If the people who use the Peoria Public Library system vote in April to improve it, the library’s $35 million bond referendum will pass, allowing the first major upgrade in a half-century.
Library director Edward Szynaka frames the referendum as a vote on Peoria’s quality of life and its intellectual infrastructure.
Peoria residents are at a “crossroads,” he said. “You say what kind of Peoria you want.”
More than half of Peoria residents have library cards, he said. That’s more people than vote in most elections. The list is current since they must renew the cards every two years.
About 1,600 people use the libraries daily, he said.
But the referendum is a risk, he acknowledged, coming at a time when electricity rates have soared and many people are feeling pinched.
There are two Peorias, he said, the poor and everyone else.
The poor need the library system for access to learning and computers. Their numbers are increasing rapidly.
Peoria School District 150 now lists 68 percent of its students as poor, based on their eligibility for a free or reduced cost lunch. Only a couple of years ago, the figure was 60 percent.
The other Peoria, of suburban lawns and upscale condos, usually can buy what it wants at Borders, Barnes & Noble, Circuit City and the like.
But Peoria can’t claim to be a progressive city without a modern library system open to all, the ultimate intellectual safety net. For that reason alone, the referendum should be approved.
The Peoria City Council, which controls the library budget, could have approved the library bond issue without a referendum, Szynaka said. But council members were fearful of being pilloried for voting for a tax increase.
Instead, they took the easy – some might say cowardly – way out and put the referendum on the ballot for the city elections on April 17.
If it fails, Szynaka said, the library is unlikely to get a second chance.
The $35 million will buy bonds to be paid back over 20 years. They will pay for a new building likely on Pioneer Park, to serve the northern section of Peoria, and fund an expansion of Lakeview Library, Lincoln Library and the main downtown library.
A property owner with a residence worth $100,000, and assessed at one-third of that sum, will pay $49 a year more in taxes if the referendum passes, Szynaka said. It would add 6 cents per $100 of assessed valuation to the tax rate.
The library has 82 jobs, and the city council doesn’t want to add any more workers, Roberta Koscielski, supervisor of grants coordination said. The system’s annual budget is about $6.9 million.
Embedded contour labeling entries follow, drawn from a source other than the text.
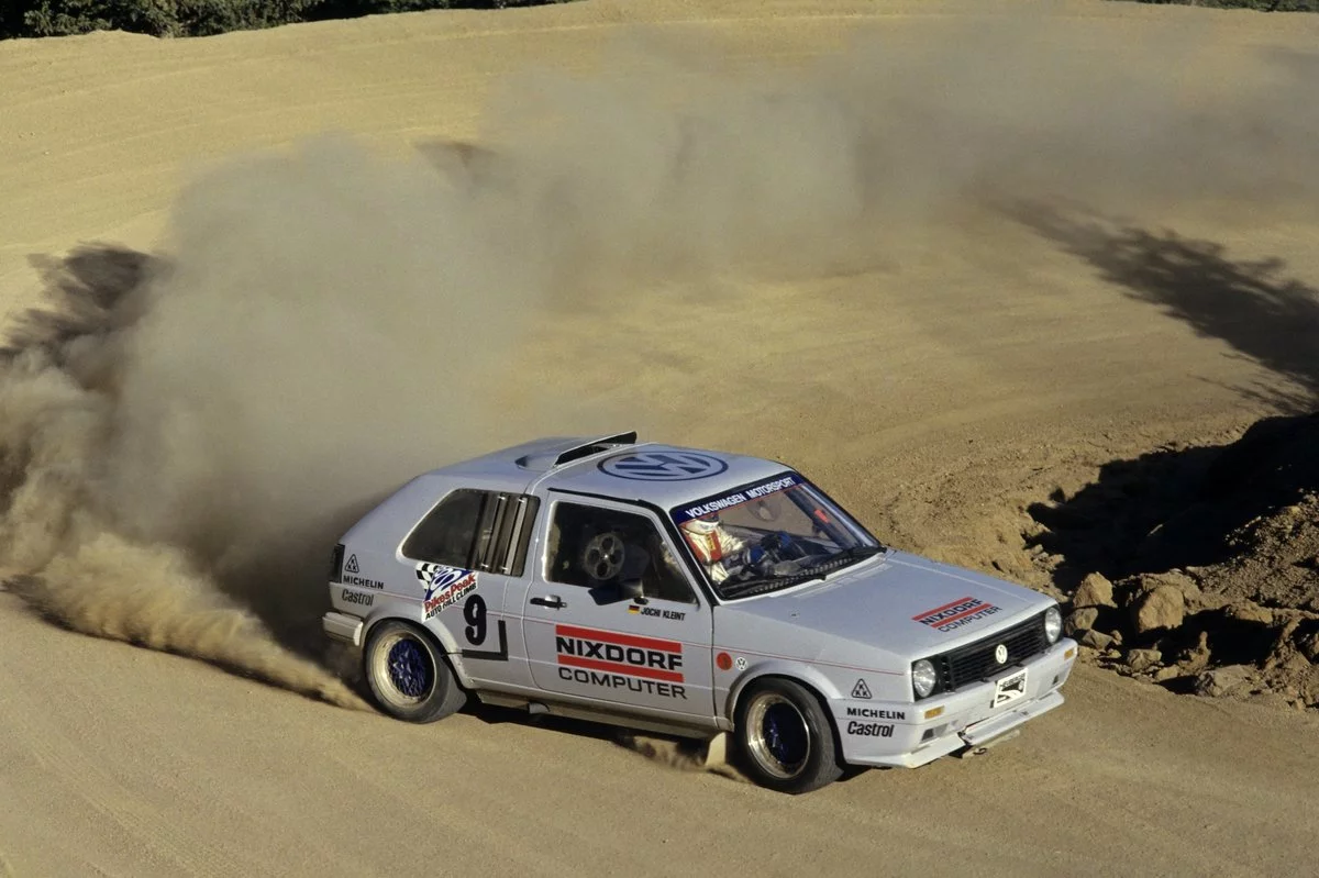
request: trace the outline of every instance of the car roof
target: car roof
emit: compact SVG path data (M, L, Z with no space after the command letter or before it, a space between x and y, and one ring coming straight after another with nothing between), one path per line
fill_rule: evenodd
M538 488L670 509L790 471L782 463L707 448L609 436L546 436L433 471L504 489ZM474 485L475 486L475 485Z

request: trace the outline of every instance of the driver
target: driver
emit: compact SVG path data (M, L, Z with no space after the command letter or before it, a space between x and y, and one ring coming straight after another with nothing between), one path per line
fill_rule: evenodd
M719 513L691 518L682 522L679 527L683 539L691 547L691 554L702 563L706 573L710 575L710 581L715 584L766 560L765 547L749 544L745 539L731 534L719 521ZM786 535L773 534L772 537L777 546Z

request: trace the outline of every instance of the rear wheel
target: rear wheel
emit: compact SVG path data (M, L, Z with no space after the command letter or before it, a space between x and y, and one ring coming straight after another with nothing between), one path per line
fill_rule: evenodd
M793 680L752 683L737 704L733 738L743 770L762 787L795 795L843 775L828 715Z
M434 722L467 701L439 647L415 625L376 625L361 660L376 704L394 718Z

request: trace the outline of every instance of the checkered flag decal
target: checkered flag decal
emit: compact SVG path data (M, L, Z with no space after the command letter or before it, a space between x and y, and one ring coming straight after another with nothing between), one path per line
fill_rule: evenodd
M430 585L430 580L435 577L442 570L447 570L443 564L431 564L430 562L422 562L417 564L417 579L422 585Z

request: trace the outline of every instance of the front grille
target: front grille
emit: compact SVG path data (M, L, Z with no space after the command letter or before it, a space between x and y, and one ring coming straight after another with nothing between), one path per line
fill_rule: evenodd
M993 657L1000 643L1008 647L1008 660L1002 664ZM967 683L979 683L1005 667L1039 655L1047 647L1045 617L1041 613L1005 631L980 638L975 643L940 655L935 659L935 667L939 671L939 688L943 692L952 692Z

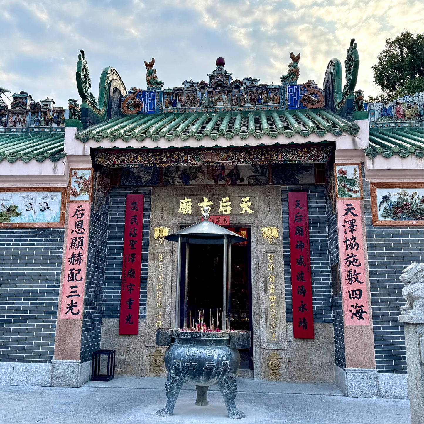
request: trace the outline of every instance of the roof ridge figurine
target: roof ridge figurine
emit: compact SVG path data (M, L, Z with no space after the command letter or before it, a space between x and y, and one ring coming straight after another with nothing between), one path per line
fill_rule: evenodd
M156 70L153 68L153 65L154 64L154 58L152 58L150 62L144 61L144 64L146 66L146 69L147 70L147 73L146 74L146 82L147 83L148 90L155 90L163 87L163 81L158 80L156 76Z
M296 84L297 82L297 79L299 78L299 61L300 60L300 53L295 56L293 52L290 52L290 59L292 61L289 64L289 69L286 75L281 77L281 84L287 85L289 84Z

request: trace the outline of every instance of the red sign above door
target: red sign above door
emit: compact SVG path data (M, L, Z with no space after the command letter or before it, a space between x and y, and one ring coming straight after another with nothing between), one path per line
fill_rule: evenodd
M204 220L202 218L202 220ZM230 217L225 215L212 215L209 217L209 220L222 227L228 227L230 225Z

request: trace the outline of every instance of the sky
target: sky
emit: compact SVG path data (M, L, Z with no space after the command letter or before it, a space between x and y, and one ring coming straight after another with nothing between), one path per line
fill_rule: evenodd
M355 38L356 88L368 97L379 92L371 67L386 39L421 32L423 16L422 0L0 0L0 86L56 106L81 101L75 71L83 49L96 97L107 66L127 89L145 89L152 58L164 88L207 81L218 56L234 79L279 84L291 51L301 53L298 83L322 87L329 61L344 67Z

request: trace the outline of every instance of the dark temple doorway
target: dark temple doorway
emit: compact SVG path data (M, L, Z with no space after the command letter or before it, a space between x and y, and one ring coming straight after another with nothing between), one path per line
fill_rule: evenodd
M252 297L250 254L250 230L231 227L231 231L246 237L247 241L232 245L231 295L229 313L230 328L252 332ZM181 262L185 263L185 244L181 249ZM212 316L215 328L222 328L223 248L222 245L189 244L188 293L187 326L199 321L199 311L204 324L209 327ZM185 270L181 270L180 326L184 314L184 287ZM202 314L203 312L203 314ZM219 319L219 323L217 322ZM193 324L194 321L194 324ZM248 349L240 349L241 369L253 369L252 340Z

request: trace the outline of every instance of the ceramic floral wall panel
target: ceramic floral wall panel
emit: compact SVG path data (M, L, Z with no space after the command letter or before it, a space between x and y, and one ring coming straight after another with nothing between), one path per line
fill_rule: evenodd
M371 183L373 225L424 225L424 183Z
M93 169L69 170L68 202L91 202L93 191Z
M335 164L336 198L362 198L362 181L360 164Z

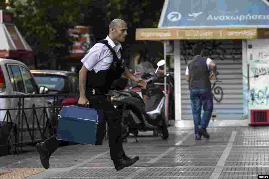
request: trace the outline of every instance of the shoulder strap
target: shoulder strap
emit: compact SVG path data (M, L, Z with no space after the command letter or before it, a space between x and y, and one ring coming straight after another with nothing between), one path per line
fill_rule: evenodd
M113 49L113 48L111 47L111 46L109 45L109 44L108 44L108 41L106 40L105 40L104 39L103 39L103 40L101 40L99 41L97 41L96 42L94 43L94 44L93 45L95 45L96 43L103 43L105 45L107 46L107 47L110 50L110 51L111 52L112 52L112 54L113 54L113 56L115 56L115 57L117 57L117 54L116 53L116 52L115 52L115 50L114 50L114 49Z

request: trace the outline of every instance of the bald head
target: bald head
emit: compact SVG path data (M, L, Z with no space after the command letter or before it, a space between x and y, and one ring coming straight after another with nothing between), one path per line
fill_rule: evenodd
M125 22L124 21L119 19L115 19L111 21L110 23L109 24L109 26L108 26L109 33L110 32L111 28L116 28L120 23L123 22Z
M119 19L114 19L109 26L108 35L115 44L125 41L127 35L127 24L125 21Z

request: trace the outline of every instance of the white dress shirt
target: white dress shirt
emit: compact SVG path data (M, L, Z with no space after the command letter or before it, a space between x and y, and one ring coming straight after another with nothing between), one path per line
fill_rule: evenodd
M207 66L207 68L209 70L210 64L212 60L209 58L208 58L206 59L206 65ZM188 66L187 66L187 68L186 68L186 71L185 72L185 75L189 75L189 68L188 68Z
M109 45L115 50L118 58L120 59L121 54L119 50L122 48L121 43L119 42L116 45L108 35L105 39L108 41ZM97 43L91 48L81 61L88 70L93 69L97 73L109 68L113 61L113 54L105 45Z

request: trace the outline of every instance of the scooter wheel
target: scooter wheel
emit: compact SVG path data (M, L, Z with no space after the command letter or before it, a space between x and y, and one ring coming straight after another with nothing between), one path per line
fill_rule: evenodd
M159 131L157 129L154 129L153 130L153 137L158 137L159 135Z
M160 135L161 137L164 140L166 140L169 137L169 133L168 132L168 129L167 128L167 126L166 124L166 122L165 121L164 121L162 126L161 134Z

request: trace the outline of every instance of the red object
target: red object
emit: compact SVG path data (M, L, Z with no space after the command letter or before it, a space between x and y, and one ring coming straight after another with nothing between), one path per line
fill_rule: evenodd
M62 101L61 104L63 106L69 106L71 105L77 105L78 99L75 97L65 98Z
M5 88L5 78L4 78L4 75L3 74L2 67L0 66L0 88Z
M269 109L251 109L250 125L269 124Z

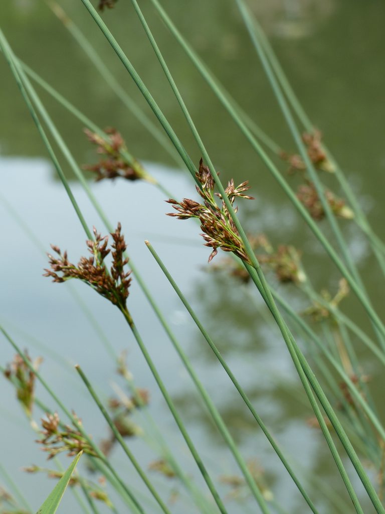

The upgrade will allow for more efficient operations, so no extra employees will be hired.
The downtown library, built in 1964 also to serve as a fallout shelter, is solid but the interior should be reorganized for greater efficiency, and the entrance moved nearer the parking lot, Koscielski said.
She and Szynaka discussed the library expansion in the downtown library’s third-floor board room. Its bookshelves are filled with ancient, crumbling volumes that were part of the library’s original collection: 19th century histories of England and Ireland, and the complete works of Voltaire, for example.
These antique books are not part of the library’s offerings, and the board wants to sell them, Szynaka said. He has no idea of their value, and whether they are rare or just old, but the collection will be evaluated, he said.
Another source of revenue for the library, philanthropy, has been ruled out for the expansion, he said, to avoid competing with other efforts including the riverfront museum.
But if the referendum passes, he said, the library would welcome charity, such as naming rooms after donors.
The library referendum campaign website offers complete details on the expansion plans.